Atsumu langsung lari terbirit-birit keluar, diikuti Ginjima. Di luar, mereka sudah ditunggu Osamu dan Suna, teman sepersekutuan mereka. Mereka semua saja. Terutama yang rambut kuning nggak jelas itu.
Aku menghela nafas lalu melanjutkan tugas yang menunggu manis. Sialan.
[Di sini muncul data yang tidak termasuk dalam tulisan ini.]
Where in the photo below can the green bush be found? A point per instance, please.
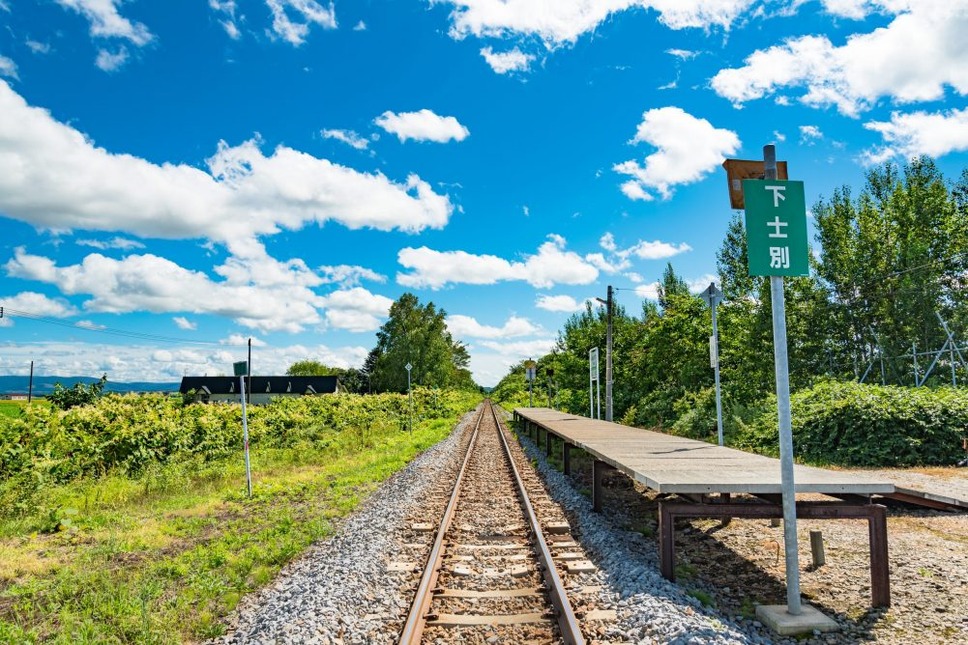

Mungkin ada 15 menit aku berkutat dan menyerah. Aku menjawab seadanya. Aku cuma bisa separuh. Itu pun nggak yakin. Dah lah.
Aku mengambil tumpukan di meja guru lalu keluar. Perutku sudah keroncongan. Rasanya aku hampir tidak bisa menahan laparku, apalagi ada banyak bau makanan yang bertebaran sepanjang lorong gedung.
Aku mengucap permisi sebelum memasuki ruang guru. Tidak banyak yang menyadari kehadiranku karena semua yang ada di ruangan ini sibuk dengan dirinya masing-masing. Aku segera beranjak menuju bagian milik Kimura-sensei. Aku sudah hafal tempatnya dimana karena aku langganan dipanggil. Nilai matematikaku mengenaskan.
Kimura-sensei sedang ada di sisi lain ruang guru bersama guru yang lain, mengobrol. Aku menaruh begitu saja dan berencana cabut.
"Eh, Saito-san kan, ya?"
Aku mengerem. Ada yang memanggilku. Ah ya, namaku Saito Asami.
Aku menoleh dan mengetahui sumber suara barusan. Berasal dari meja sebelah Kimura-sensei, alias miliknya Asuma-sensei, guru fisika untuk kelas 10. Beliau memundurkan kursinya agar bisa memanggilku dengan jelas.
"Ya, sensei?" Aku memutar tubuhku
"Bisa panggilkan Yuki Akiko? Kelas 1-6, tolong hehe. Kelasnya kalian deket kan."
"Ah, baik sensei. Permisi." Aku membungkukkan badan lalu cabut
Sial, aku masih mau ke kantin. Ruang guru dan kantin ada di lantai satu. Itu pun kantin ada di ujung. Kelas ku, dan kelas 1-6 itu ada di lantai dua. Aku males dan hampir nggak ada tenaga buat naik turun tangga.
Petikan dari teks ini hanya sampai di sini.